MarkCollette said:
But in any reasonably large (or cross-platform) application there tend to be separate builds for different architectures or uses, like iPhoto bundled with the OS versus iPhoto bundled with iLife, etc. So there have to be config files somewhere saying which bits get assembled for which target. So the multiple-file-binary-diff process has to tie into that somehow.
I guess I'm not understanding your point, since I don't see why it would have to. The binary diff replaces a straight file copy; all of the bookkeeping you're talking about, it seems to me, happens at a higher level regardless of how the new files get to where they need to be.
MarkCollette said:
Plus, as we said before, it's also diffing per original release. So if there are 3 targets and 4 previous releases, then that's 12 diffs.
Actually, as I stated before, it only makes sense to go back to one release, so by your math only 3 diffs. Further, are there really entirely separate installs of iPhoto depending on whether it came with the OS or it came with iLife? I thought Apple was better than that (although I can certainly think of some companies that aren't *cough*) If it came with your computer, it should've been just as if you had done a vanilla install of OS X and then installed iLife, which would result in an identical app.
MarkCollette said:
My point before was that with code it's straightforward, but with all the ancilliary config files that differentiate targets, those have to be tracked and handled, which the diff has to have the complexity of knowing about too.
Again, I guess I'm just not understanding your point, b/c in my mind the diff *wouldn't* have to know about them, and thus the complexity doesn't exist.
MarkCollette said:
But they don't use installers for most things on the Mac. You drag and drop the bundle to where you want it, and just run it.
Yes, but we were talking about the specific case of Software Update, which by nature is meant to deliver incremental upgrades to existing software and contains its own internall install routines, which is where the patcher would go.
MarkCollette said:
If there's some special conversions that have to happen, then they're executed on the first run of the application.
They'd happen either way. No change here...
MarkCollette said:
Plus, for the user, it's easier for them to download version x+1 to their desktop and run that side by side with the previous version x for a while, or at least be able to fall back to version x, whereas if you patch, in place, version x to x+1, then there is no easy downgrade path.
Do users have that option with iPhoto 5.0.4? If so, then it's certainly not through Software Update, and thus whatever separate download path they have now could still be made available. Binary patching doesn't preclude that.
MarkCollette said:
Also what happens if there's a power failure part way through patching.
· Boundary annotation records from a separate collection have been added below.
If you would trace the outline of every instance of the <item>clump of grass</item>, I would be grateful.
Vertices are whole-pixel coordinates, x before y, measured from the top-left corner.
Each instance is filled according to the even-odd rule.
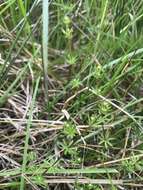
[[[1,189],[142,188],[142,5],[1,2]]]

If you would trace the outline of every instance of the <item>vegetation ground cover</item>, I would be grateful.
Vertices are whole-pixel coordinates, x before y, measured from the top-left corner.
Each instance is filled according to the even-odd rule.
[[[0,1],[0,189],[143,188],[142,26],[142,0]]]

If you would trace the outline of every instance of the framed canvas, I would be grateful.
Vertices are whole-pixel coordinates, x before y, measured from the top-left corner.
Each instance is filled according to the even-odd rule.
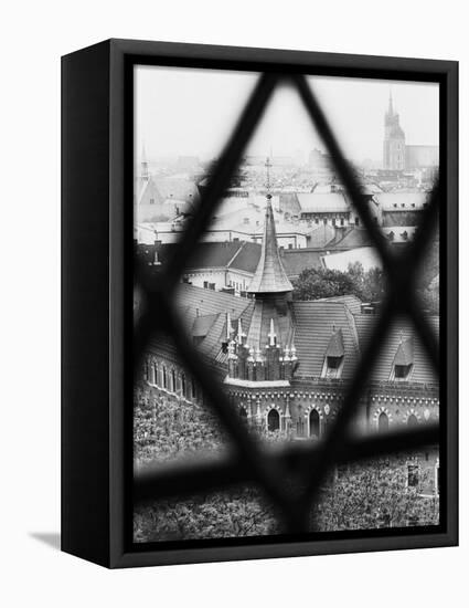
[[[62,60],[62,548],[456,545],[456,62]]]

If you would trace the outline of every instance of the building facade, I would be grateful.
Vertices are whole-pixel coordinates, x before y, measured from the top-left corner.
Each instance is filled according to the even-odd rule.
[[[242,420],[267,436],[319,441],[343,406],[377,316],[354,296],[292,301],[269,195],[260,258],[247,292],[251,297],[241,298],[181,284],[175,305]],[[437,331],[438,317],[430,322]],[[203,400],[169,338],[149,347],[143,380],[156,392]],[[397,319],[371,369],[352,432],[387,432],[438,416],[431,365],[411,324]],[[437,447],[409,455],[406,465],[411,481],[420,469],[430,471],[427,492],[438,492]]]

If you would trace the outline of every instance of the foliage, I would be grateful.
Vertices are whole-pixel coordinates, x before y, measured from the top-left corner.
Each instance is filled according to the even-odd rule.
[[[318,531],[436,525],[438,499],[424,495],[429,486],[429,471],[419,473],[417,486],[407,486],[403,457],[350,465],[323,488],[312,525]]]
[[[256,429],[267,443],[288,440],[281,431]],[[190,403],[149,387],[135,395],[135,462],[164,463],[193,459],[226,449],[217,421],[201,403]],[[406,488],[405,460],[350,467],[324,484],[319,504],[311,510],[317,531],[437,523],[438,501],[423,497],[420,488]],[[420,475],[425,484],[425,475]],[[210,494],[158,501],[138,506],[134,514],[136,542],[259,536],[279,534],[273,507],[253,488],[234,488]]]
[[[364,271],[360,262],[350,264],[347,272],[307,269],[294,281],[294,300],[355,295],[362,302],[376,302],[383,300],[385,293],[383,271],[381,269]]]

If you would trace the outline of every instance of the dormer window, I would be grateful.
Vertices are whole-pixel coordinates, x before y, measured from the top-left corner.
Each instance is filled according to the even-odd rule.
[[[340,378],[344,354],[342,331],[333,328],[333,334],[326,350],[324,365],[322,367],[323,378]]]
[[[390,374],[390,380],[406,381],[412,376],[414,367],[414,339],[412,337],[404,339],[401,335],[401,342],[393,360],[393,367]]]
[[[405,380],[411,374],[412,365],[395,365],[394,378],[396,380]]]

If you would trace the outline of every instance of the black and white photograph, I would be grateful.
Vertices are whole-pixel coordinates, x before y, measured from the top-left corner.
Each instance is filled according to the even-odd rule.
[[[150,291],[195,230],[258,77],[235,70],[134,67],[135,272],[138,277],[145,270]],[[425,227],[425,250],[408,269],[412,292],[393,295],[402,310],[379,346],[372,343],[392,300],[390,269],[418,241],[438,185],[439,84],[337,75],[307,75],[305,83],[359,199],[298,88],[281,82],[175,280],[173,313],[192,357],[222,391],[226,415],[181,357],[180,342],[154,318],[163,313],[151,308],[141,285],[134,292],[135,323],[145,318],[158,327],[148,329],[136,359],[134,475],[223,469],[238,450],[225,420],[235,416],[233,424],[260,463],[278,457],[278,468],[269,469],[274,489],[257,483],[255,467],[251,478],[238,480],[226,465],[226,484],[221,473],[221,483],[201,491],[147,496],[132,506],[136,545],[281,538],[291,526],[273,500],[275,488],[295,501],[311,472],[316,496],[298,512],[297,528],[308,537],[440,526],[435,437],[417,449],[350,460],[341,443],[323,474],[319,462],[305,469],[300,459],[324,444],[351,394],[344,443],[377,444],[393,433],[438,427],[439,376],[419,326],[438,339],[436,222]],[[415,302],[418,326],[405,314],[406,298]],[[359,369],[363,381],[356,388]],[[289,467],[285,453],[294,459]]]

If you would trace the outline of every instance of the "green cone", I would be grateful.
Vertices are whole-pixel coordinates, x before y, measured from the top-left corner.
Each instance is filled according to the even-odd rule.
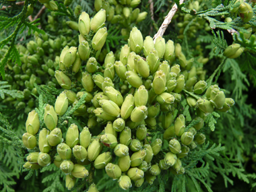
[[[94,160],[94,167],[96,168],[104,168],[106,165],[112,160],[111,153],[104,152],[99,155]]]
[[[51,131],[47,137],[48,142],[51,146],[56,146],[62,141],[61,129],[55,128]]]
[[[117,164],[108,163],[105,167],[106,174],[114,180],[119,179],[122,172]]]
[[[65,174],[71,173],[74,167],[73,163],[71,160],[65,160],[59,166],[60,169]]]
[[[26,129],[28,133],[36,135],[40,128],[38,114],[33,110],[28,113],[27,121],[26,121]]]
[[[44,120],[47,128],[52,131],[56,127],[58,123],[58,117],[55,111],[53,106],[46,104],[44,108]]]

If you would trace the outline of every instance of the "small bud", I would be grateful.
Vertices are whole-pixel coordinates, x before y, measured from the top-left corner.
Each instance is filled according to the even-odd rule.
[[[212,113],[214,110],[211,102],[205,99],[199,99],[197,102],[197,106],[205,115]]]
[[[63,88],[70,90],[71,88],[71,81],[69,76],[61,71],[55,71],[55,77],[59,84]]]
[[[115,155],[122,158],[129,155],[129,148],[127,146],[118,144],[114,149]]]
[[[125,129],[121,133],[119,138],[120,143],[128,146],[131,141],[131,129],[128,127],[125,127]]]
[[[59,128],[55,128],[47,136],[48,142],[51,146],[56,146],[62,141],[62,133]]]
[[[71,190],[75,185],[76,178],[71,174],[66,174],[65,183],[66,187],[68,190]]]
[[[169,140],[175,137],[174,127],[170,126],[165,130],[163,137],[164,139]]]
[[[63,115],[66,113],[69,106],[69,100],[65,93],[61,93],[57,98],[55,109],[59,115]]]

What happens when there's a power failure when running Software Update? Actually, I can answer that one--hosed install. (P.S. Never have guests over while you're running an OS X update, since they might have a tendency to close your laptop while the update is running, thus ruining the entire OS X install. arrrrrgh) My point is that the issue is separate from binary patching and thus has no bearing one way or the other as to whether binary patching should be used. (Actually, binary patching can be *safer*, since you're patching to a copy of the file typically before overwriting the original, so there's a smaller window for corruption to occur).
MarkCollette said:
With Objective-C's message passing by name, if you change the name sufficiently, then its place in the table may well change, and so every referer still changes. It would be the same issue if one called a different method, like going from a shallow copy to a deep copy, etc.
Ah, I didn't realize that. I was still in a C++ mindset. Still, bits moving about in a file, as long as they are in large chunks, are easily handled by a binary diff, as are lots of tiny bits changing. The only time binary diffs start to not be efficient are either when over 75% of the file has changed or in pathological cases (every other byte in the file changed).
MarkCollette said:
I agree, once the infrastructure is all in place, then it should just work. But QA still has to test every single scenario, whether or not it should work.
If we went by what QA *has* to do, they'd never finish, there simply isn't enough time in the world to test every code path and every combination ever. QA's job is to test the most plausible and likely scenarios to make sure they work, in an attempt to catch as many problems as possible. Run a binary patcher through the QA ringer (say, 100 million random files) and make sure it's near-bullet-proof, and the chance of the binary patches being a problem compared to *other* things to test become so small that it's better for QA to spend time testing other things. Will the chance of binary patching having a flaw ever be zero? Of course not, but that's true of *any* software. It's a risk you have to take--the trick is to get that risk as close to zero as possible, so QA can spend their time tracking down more worthwhile bugs.
If I seem overzealous on this topic, I apologize. It's because I'm a firm believer in the theory that if you're going to do something at all, do it *right*, and this seems to be an issue that, at least IMHO, a large portion of the industry still seems to ignore for some reason.